It is the phenomenon of received wisdom at its worst. Not only is there no need to question global warming, alternative sexuality, redistribution of wealth, racial preferences, and liberal fiscal and financial policies; it is wrong to do so. The truth has been received, and anyone contending it, is a liar.
This is not to say that the electorate is innocent in all this. Americans are historically gullible, credulous, and easily manipulated. Which is why the disingenuous, exploitive, use of cant and ceremony in the place of objectivity is even more suspect and damaging. Progressive censorious absolutism has become so mindlessly adopted in politics, social media, and public and private institutions that objectivity has lost all meaning. Unless one fully subscribes to the liberal agenda, one is an anti-democratic, obstructionist liar.
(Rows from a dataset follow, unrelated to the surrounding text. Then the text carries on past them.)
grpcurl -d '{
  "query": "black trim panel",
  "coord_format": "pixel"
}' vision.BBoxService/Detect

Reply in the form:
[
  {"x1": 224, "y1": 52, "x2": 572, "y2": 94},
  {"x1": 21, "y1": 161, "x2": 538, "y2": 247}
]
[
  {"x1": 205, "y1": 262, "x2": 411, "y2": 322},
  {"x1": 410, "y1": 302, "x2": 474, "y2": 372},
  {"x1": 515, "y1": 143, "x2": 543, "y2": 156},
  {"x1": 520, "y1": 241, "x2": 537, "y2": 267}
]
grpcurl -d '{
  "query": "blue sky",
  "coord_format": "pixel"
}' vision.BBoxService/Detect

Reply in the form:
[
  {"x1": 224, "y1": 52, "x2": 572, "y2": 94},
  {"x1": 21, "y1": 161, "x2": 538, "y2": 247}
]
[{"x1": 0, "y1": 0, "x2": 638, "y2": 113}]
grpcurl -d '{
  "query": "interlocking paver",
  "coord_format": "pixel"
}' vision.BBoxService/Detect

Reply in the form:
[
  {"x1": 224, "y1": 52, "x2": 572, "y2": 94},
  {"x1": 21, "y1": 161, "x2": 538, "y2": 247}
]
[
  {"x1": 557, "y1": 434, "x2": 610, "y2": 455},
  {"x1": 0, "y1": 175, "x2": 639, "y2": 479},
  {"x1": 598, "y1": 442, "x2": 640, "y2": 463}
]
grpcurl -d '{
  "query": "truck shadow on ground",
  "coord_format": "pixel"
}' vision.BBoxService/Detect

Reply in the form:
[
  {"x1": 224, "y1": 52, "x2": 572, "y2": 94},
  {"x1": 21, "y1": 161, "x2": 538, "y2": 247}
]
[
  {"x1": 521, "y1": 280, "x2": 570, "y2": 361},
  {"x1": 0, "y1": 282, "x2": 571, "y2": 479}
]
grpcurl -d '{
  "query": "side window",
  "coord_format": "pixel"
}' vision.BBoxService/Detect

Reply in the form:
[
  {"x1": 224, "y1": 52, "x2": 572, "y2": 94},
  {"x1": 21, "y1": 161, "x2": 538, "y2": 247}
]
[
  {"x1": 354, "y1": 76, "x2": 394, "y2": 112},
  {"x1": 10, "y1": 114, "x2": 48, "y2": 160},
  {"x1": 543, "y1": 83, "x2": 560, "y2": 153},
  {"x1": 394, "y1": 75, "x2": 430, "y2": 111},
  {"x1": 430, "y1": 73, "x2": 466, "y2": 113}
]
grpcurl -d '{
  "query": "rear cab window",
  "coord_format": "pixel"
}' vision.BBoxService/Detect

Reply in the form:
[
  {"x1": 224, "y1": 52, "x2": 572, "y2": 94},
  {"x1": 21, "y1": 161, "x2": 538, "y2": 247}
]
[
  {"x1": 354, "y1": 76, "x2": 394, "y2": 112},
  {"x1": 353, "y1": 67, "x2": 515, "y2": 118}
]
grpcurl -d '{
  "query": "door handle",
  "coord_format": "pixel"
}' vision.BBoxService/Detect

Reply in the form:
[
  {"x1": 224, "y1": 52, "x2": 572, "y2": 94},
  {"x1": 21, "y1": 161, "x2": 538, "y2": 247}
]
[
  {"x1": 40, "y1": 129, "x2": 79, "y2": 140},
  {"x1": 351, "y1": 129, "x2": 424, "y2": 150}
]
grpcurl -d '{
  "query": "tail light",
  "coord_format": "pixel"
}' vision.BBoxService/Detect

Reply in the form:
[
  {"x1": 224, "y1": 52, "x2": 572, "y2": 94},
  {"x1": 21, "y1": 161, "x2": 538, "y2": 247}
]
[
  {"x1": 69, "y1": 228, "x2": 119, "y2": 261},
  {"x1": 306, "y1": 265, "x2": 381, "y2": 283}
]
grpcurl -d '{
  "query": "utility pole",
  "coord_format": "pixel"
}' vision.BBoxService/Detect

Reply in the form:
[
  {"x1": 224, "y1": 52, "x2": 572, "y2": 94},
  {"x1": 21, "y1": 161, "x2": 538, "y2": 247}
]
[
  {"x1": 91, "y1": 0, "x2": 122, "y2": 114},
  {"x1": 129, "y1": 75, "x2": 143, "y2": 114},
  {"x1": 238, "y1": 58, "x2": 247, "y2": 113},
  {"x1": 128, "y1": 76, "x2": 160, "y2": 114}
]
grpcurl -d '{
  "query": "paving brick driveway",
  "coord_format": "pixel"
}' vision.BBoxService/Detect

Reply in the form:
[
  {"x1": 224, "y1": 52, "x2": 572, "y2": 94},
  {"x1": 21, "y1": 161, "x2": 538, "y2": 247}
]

While Trump paraded and strutted and was as deft as a magician, he understood the side show, big top ethos of America; but beneath our love of circuses, melodrama, Hollywood, and Las Vegas, we are not stupid. We can listen, sift, laugh, judge, and decide. We are sophisticated about lying and know when it is part of fictional melodrama, part of a stage persona, personal weakness, or malicious intent.
The Left insists that there are too many of us on the idiot fringe – conspiracy theorists, hard racists, and capitalist overseers – to permit the free flow of ideas. Yet the current ethos of restricting debate, closuring of discussion, and inhibiting free speech in the name of truth, while directed at the margins, affects us all. Lies, both of commission and omission are equally reprehensible.